To fill this gap, the authors introduce LSPFuzz, a grey‑box hybrid mutational fuzzer specifically designed for LSP server testing. The core insight is that bugs often arise from the interaction between the source code being analyzed and the editor operations sent to the server. Consequently, effective testing must mutate both components in a coordinated fashion while respecting the protocol’s combinatorial constraints (e.g., request positions must refer to valid locations in the current document).
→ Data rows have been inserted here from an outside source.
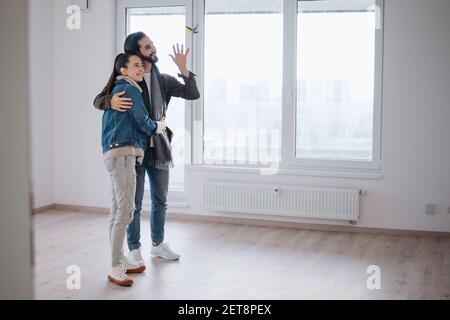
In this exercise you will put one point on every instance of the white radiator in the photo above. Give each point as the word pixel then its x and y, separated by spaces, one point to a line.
pixel 292 201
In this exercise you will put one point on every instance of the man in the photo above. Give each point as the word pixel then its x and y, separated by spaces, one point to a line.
pixel 157 90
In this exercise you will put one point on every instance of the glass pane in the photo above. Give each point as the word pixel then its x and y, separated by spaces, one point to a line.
pixel 243 81
pixel 166 26
pixel 335 79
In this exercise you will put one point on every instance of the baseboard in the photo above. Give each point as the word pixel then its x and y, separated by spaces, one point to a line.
pixel 76 208
pixel 43 209
pixel 262 223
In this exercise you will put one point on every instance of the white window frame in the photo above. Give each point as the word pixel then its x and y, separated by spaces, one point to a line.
pixel 288 157
pixel 289 161
pixel 121 25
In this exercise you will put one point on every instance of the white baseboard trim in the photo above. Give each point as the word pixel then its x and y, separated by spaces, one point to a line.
pixel 259 222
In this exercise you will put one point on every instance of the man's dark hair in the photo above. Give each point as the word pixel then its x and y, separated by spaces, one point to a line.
pixel 131 42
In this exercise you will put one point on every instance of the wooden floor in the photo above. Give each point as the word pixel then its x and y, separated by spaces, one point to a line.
pixel 229 261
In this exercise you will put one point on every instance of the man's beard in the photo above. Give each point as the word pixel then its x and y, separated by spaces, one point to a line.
pixel 152 59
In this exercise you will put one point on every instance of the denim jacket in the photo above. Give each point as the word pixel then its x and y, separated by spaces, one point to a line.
pixel 129 128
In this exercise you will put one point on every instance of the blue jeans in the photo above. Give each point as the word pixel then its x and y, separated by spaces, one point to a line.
pixel 159 186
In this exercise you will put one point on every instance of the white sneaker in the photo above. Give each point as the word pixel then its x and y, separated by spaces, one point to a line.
pixel 132 266
pixel 163 251
pixel 118 276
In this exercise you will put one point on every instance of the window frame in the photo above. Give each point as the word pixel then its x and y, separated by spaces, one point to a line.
pixel 289 161
pixel 194 122
pixel 289 158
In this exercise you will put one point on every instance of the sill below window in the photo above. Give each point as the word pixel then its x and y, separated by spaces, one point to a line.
pixel 330 173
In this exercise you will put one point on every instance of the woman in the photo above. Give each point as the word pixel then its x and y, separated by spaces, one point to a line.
pixel 124 142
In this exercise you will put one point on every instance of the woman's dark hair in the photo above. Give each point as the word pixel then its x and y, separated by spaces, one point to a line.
pixel 131 42
pixel 121 61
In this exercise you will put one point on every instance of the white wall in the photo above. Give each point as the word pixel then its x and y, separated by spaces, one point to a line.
pixel 83 62
pixel 15 216
pixel 415 150
pixel 41 100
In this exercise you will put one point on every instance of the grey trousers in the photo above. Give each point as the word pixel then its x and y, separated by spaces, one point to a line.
pixel 123 187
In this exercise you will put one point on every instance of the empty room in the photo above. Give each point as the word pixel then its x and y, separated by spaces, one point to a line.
pixel 225 150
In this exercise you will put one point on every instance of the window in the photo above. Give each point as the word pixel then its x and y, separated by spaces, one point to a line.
pixel 296 83
pixel 243 68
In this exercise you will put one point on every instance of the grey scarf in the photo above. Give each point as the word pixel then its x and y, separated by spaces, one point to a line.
pixel 161 152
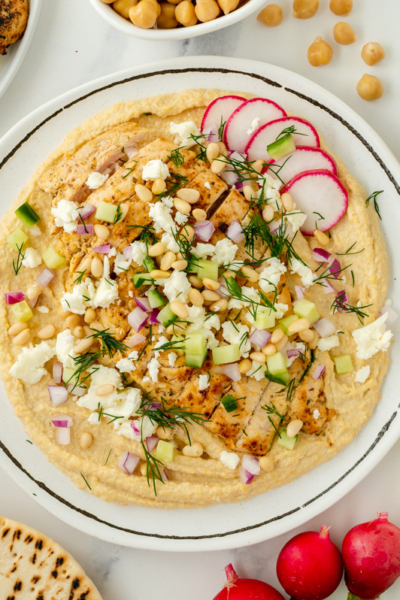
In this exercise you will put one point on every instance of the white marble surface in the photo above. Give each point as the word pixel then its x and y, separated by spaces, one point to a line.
pixel 72 45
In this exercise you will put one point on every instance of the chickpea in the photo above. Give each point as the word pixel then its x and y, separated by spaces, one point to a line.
pixel 206 10
pixel 271 15
pixel 344 34
pixel 185 14
pixel 341 7
pixel 369 87
pixel 143 15
pixel 123 6
pixel 319 53
pixel 372 53
pixel 305 9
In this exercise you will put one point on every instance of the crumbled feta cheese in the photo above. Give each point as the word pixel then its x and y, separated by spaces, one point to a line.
pixel 155 169
pixel 182 132
pixel 96 180
pixel 325 344
pixel 229 459
pixel 372 338
pixel 31 258
pixel 65 215
pixel 362 374
pixel 271 274
pixel 30 363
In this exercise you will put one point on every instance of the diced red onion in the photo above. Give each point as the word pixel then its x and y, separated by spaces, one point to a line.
pixel 45 277
pixel 320 255
pixel 319 371
pixel 232 371
pixel 128 463
pixel 137 319
pixel 14 297
pixel 260 337
pixel 58 394
pixel 235 232
pixel 57 372
pixel 204 230
pixel 324 327
pixel 63 436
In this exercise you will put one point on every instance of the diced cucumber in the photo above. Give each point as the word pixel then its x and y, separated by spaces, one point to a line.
pixel 27 215
pixel 286 322
pixel 22 311
pixel 165 451
pixel 155 299
pixel 222 355
pixel 166 316
pixel 280 148
pixel 17 238
pixel 53 259
pixel 285 441
pixel 343 363
pixel 106 212
pixel 306 310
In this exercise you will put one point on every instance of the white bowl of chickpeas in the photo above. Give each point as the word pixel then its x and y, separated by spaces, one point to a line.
pixel 173 19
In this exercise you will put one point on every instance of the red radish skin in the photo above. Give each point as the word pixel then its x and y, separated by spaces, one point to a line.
pixel 246 589
pixel 239 123
pixel 257 146
pixel 219 112
pixel 371 555
pixel 310 566
pixel 318 192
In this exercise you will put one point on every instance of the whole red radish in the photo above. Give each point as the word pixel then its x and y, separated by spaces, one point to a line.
pixel 371 555
pixel 246 589
pixel 310 566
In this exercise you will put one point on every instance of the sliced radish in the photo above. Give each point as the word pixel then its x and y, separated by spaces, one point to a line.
pixel 218 112
pixel 257 145
pixel 318 192
pixel 302 159
pixel 253 113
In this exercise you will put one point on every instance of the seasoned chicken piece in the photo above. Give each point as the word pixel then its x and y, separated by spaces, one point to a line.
pixel 13 20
Two‑stage mutation pipeline

1. Source‑code mutation – Using the TREE‑SITTER parsing library, LSPFuzz builds an abstract syntax tree (AST) for a seed program. It then performs random tree‑mutation: a non‑terminal node is selected and replaced by a newly generated subtree of the same non‑terminal type, preserving grammatical validity. This yields a diverse corpus that includes well‑formed programs, partially written fragments, and deliberately malformed snippets, thereby exercising the server’s incremental analysis paths.
2. Editor‑operation dispatch – After the source is mutated, LSPFuzz extracts location information (tokens, symbols, AST nodes) and automatically generates a sequence of LSP requests such as textDocument/hover, completion, definition, and formatting. The dispatcher is context‑aware: it selects positions that are syntactically meaningful (e.g., the identifier of a function call) and varies the order and combination of operations to maximize coverage of different server code paths.
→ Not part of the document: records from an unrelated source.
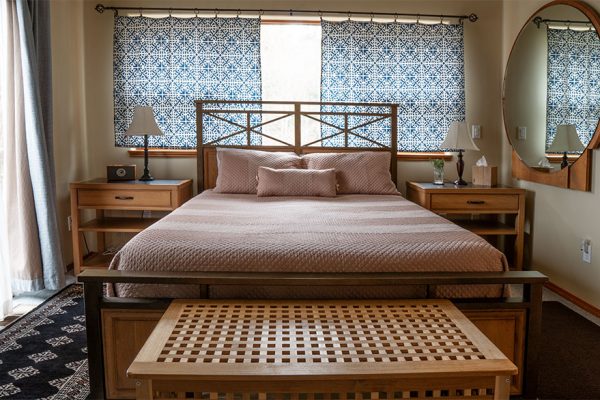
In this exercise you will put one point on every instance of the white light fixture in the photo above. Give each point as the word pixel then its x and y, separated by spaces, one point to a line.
pixel 458 139
pixel 565 140
pixel 144 124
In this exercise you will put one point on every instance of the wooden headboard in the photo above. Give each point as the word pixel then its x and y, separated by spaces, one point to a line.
pixel 219 110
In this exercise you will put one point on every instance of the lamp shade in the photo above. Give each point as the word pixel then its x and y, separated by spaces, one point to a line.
pixel 566 140
pixel 143 123
pixel 458 138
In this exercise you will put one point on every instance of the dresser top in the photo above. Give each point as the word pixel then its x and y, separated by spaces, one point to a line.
pixel 103 183
pixel 469 188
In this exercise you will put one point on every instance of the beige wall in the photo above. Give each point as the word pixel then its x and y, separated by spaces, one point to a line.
pixel 559 218
pixel 70 132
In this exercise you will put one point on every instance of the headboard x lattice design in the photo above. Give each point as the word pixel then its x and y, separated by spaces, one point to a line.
pixel 351 121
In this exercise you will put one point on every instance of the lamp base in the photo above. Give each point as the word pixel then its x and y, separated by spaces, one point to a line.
pixel 146 176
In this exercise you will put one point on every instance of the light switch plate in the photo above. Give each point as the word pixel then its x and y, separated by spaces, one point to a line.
pixel 586 251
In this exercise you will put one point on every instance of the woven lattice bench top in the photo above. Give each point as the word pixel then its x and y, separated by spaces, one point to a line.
pixel 239 339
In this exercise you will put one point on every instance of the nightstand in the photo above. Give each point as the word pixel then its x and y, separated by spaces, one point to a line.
pixel 491 211
pixel 101 195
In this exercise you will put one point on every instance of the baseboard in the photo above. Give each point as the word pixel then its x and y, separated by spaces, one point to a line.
pixel 584 305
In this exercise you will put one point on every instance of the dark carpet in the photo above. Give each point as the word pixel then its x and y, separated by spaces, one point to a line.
pixel 570 359
pixel 43 354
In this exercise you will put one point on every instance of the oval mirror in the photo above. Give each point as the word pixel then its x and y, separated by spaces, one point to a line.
pixel 552 88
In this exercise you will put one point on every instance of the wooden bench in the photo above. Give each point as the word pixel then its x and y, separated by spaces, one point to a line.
pixel 223 349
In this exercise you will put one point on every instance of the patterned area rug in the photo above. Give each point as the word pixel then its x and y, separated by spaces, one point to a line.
pixel 43 355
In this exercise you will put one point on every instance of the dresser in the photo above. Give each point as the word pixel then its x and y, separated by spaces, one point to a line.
pixel 128 196
pixel 491 212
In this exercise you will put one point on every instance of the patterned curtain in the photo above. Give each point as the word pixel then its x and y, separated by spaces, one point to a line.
pixel 168 63
pixel 573 82
pixel 418 66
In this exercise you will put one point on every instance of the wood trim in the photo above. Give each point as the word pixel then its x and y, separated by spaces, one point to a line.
pixel 184 153
pixel 163 153
pixel 312 279
pixel 579 302
pixel 557 158
pixel 578 175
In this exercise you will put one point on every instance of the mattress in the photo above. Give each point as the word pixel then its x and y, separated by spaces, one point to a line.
pixel 348 233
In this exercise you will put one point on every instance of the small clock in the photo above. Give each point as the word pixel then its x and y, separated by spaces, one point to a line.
pixel 120 172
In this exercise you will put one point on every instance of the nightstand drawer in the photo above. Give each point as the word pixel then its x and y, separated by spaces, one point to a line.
pixel 470 202
pixel 124 198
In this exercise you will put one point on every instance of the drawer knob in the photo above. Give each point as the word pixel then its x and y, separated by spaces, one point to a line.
pixel 475 202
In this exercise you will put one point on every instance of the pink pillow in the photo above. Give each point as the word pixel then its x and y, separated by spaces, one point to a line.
pixel 296 182
pixel 237 168
pixel 366 172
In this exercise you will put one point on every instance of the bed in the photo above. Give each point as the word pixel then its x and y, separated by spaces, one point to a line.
pixel 217 232
pixel 350 246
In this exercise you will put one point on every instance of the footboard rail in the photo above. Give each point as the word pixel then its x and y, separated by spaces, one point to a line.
pixel 95 301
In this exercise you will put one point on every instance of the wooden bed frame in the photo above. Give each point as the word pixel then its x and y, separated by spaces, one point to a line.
pixel 118 327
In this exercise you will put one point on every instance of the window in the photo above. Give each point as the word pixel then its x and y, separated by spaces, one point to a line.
pixel 169 62
pixel 291 70
pixel 573 94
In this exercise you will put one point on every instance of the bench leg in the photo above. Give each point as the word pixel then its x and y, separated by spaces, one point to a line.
pixel 502 387
pixel 143 389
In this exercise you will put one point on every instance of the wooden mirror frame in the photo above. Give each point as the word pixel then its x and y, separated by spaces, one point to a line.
pixel 578 175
The fuzzer runs each mutated test case against a target LSP server, monitors runtime behavior, and records any newly covered control‑flow edges. Crashes with unique stack traces are saved as potential bugs. The grey‑box aspect comes from using coverage feedback to guide future mutations, allowing the corpus to evolve toward more interesting regions of the input space.

Evaluation
LSPFuzz was evaluated on four popular LSP servers: clangd (C/C++), Sorbet (Ruby), Pyright (Python), and the TypeScript language server. For each server, ten independent runs were performed. Results show:

• An average of 54.1 distinct crashes per server, far exceeding baseline fuzzers (binary or grammar‑based) which found only a handful.
• Code‑coverage improvements ranging from 2.45× to 142.9× over the baselines, demonstrating that the two‑stage pipeline reaches deep into server logic.
• Ablation studies confirm that removing either stage dramatically reduces bug‑finding effectiveness, highlighting the necessity of both source‑code diversity and editor‑operation diversity.
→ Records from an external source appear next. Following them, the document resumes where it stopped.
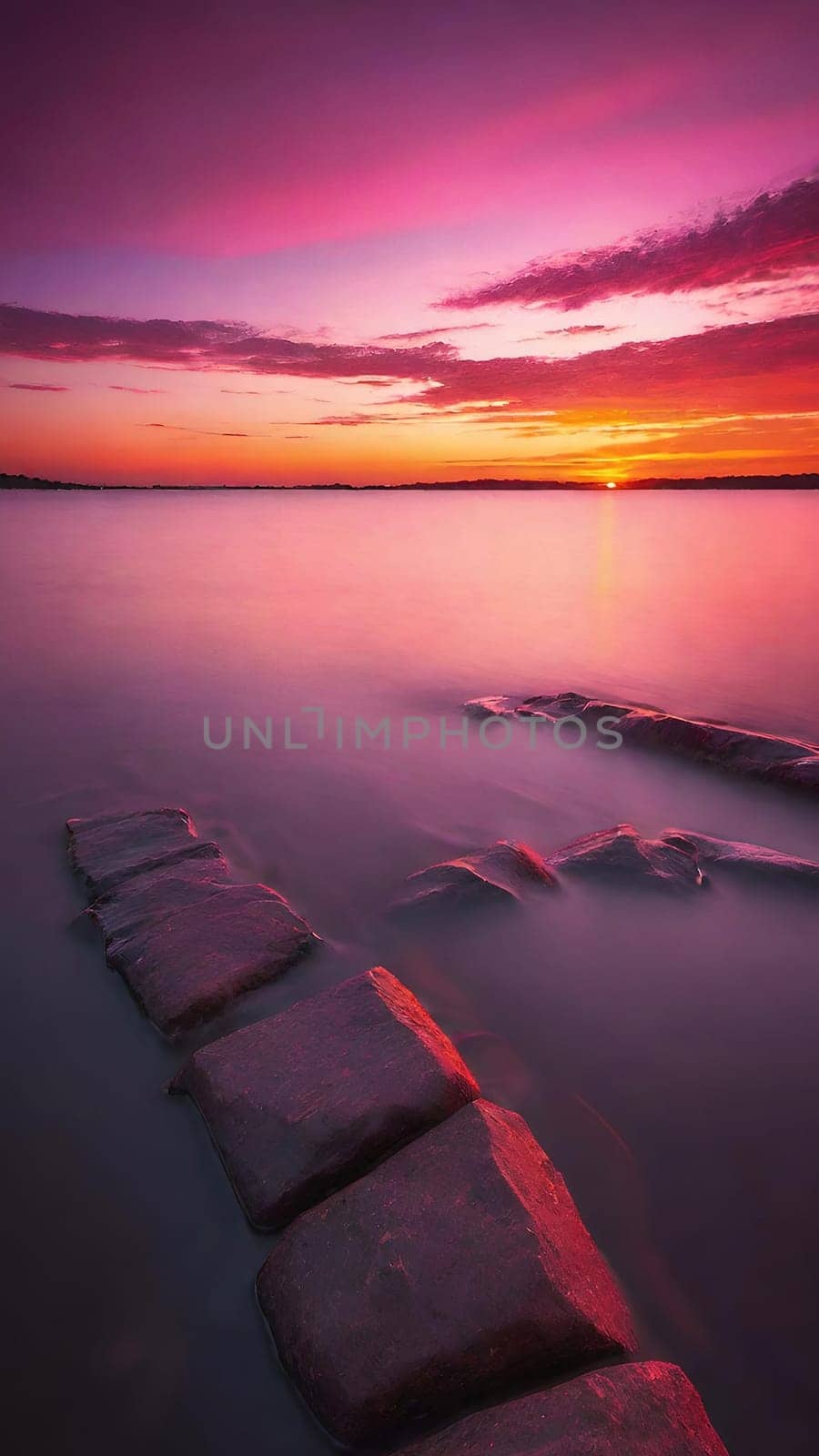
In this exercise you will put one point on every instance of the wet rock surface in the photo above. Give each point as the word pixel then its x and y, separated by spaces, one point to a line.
pixel 181 880
pixel 111 846
pixel 622 855
pixel 745 859
pixel 303 1103
pixel 487 877
pixel 738 750
pixel 189 965
pixel 639 1410
pixel 184 938
pixel 453 1269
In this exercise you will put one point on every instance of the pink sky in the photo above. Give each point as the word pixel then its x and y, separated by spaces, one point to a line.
pixel 344 242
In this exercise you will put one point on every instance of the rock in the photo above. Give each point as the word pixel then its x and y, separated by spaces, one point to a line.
pixel 494 875
pixel 452 1270
pixel 184 939
pixel 189 963
pixel 308 1101
pixel 184 878
pixel 634 1410
pixel 756 754
pixel 748 859
pixel 113 846
pixel 622 854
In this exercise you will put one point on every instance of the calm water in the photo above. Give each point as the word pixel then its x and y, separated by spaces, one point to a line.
pixel 663 1052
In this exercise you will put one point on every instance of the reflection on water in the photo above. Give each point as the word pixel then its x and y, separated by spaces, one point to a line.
pixel 663 1050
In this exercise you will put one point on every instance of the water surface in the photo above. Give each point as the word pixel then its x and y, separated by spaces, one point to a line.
pixel 663 1050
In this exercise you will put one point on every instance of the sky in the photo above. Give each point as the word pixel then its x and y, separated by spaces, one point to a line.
pixel 312 242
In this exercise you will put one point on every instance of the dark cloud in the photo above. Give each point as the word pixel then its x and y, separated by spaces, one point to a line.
pixel 698 368
pixel 768 238
pixel 205 346
pixel 44 389
pixel 691 366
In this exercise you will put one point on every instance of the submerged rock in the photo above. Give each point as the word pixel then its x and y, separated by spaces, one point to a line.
pixel 186 941
pixel 756 754
pixel 307 1101
pixel 634 1410
pixel 181 880
pixel 749 859
pixel 453 1269
pixel 111 846
pixel 188 965
pixel 494 875
pixel 622 854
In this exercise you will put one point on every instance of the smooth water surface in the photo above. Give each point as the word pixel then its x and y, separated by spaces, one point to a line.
pixel 662 1048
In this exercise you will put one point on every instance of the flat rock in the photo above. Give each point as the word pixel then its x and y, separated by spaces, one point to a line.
pixel 494 875
pixel 622 854
pixel 756 754
pixel 634 1410
pixel 748 859
pixel 307 1101
pixel 187 965
pixel 453 1269
pixel 184 878
pixel 113 846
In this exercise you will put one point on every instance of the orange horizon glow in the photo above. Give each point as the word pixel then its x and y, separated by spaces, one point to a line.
pixel 595 258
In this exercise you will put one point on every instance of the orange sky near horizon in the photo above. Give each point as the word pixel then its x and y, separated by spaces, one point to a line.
pixel 300 247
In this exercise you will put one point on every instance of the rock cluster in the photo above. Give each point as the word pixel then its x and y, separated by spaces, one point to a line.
pixel 429 1254
pixel 756 754
pixel 186 941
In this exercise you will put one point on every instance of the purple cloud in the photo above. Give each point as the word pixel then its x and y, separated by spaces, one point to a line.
pixel 205 346
pixel 765 239
pixel 44 389
pixel 431 334
pixel 131 389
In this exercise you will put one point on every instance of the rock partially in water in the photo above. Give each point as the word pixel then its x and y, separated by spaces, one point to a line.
pixel 622 854
pixel 307 1101
pixel 452 1270
pixel 184 878
pixel 186 941
pixel 188 965
pixel 109 848
pixel 746 859
pixel 487 877
pixel 756 754
pixel 634 1410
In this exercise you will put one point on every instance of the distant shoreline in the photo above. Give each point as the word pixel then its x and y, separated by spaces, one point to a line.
pixel 709 482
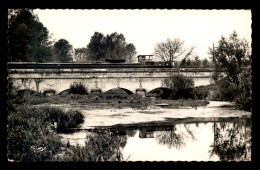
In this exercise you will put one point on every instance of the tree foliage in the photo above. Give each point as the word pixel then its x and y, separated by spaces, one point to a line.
pixel 182 87
pixel 113 46
pixel 233 57
pixel 172 49
pixel 62 51
pixel 28 39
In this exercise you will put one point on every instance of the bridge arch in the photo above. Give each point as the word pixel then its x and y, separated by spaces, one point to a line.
pixel 160 92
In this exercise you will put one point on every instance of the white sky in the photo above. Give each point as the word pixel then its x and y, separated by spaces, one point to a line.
pixel 145 28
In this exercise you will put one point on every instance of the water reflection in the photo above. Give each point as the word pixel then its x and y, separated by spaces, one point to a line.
pixel 225 140
pixel 174 138
pixel 105 146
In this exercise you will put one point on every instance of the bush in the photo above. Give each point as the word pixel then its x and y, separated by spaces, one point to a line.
pixel 78 88
pixel 182 87
pixel 31 135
In total, 51 previously unknown bugs were reported. Of these, 42 have been confirmed by the respective development teams, 26 have been fixed, and 2 have been assigned CVE identifiers (demonstrating security relevance). Notably, some bugs involved memory corruption that could lead to remote code execution when processing malicious files. The clangd team responded by disabling the server in untrusted VS Code workspaces, illustrating immediate practical impact.

Contributions

1. First systematic study of LSP server quality assurance.
2. Design and implementation of LSPFuzz (12,293 lines of Rust), featuring a novel two‑stage mutation pipeline.
3. Empirical evidence that LSPFuzz outperforms existing fuzzers on real‑world LSP servers and that both stages are essential for effectiveness.
4. Disclosure of 51 bugs, with substantial upstream adoption (fixes, CVEs, policy changes).
5. Open‑source release of the fuzzer and all experimental data to foster future research.

Overall, the work demonstrates that grey‑box, context‑aware fuzzing can effectively handle the combinatorial and interactive nature of LSP, substantially improving the robustness and security of the ecosystem that underpins modern developer tooling.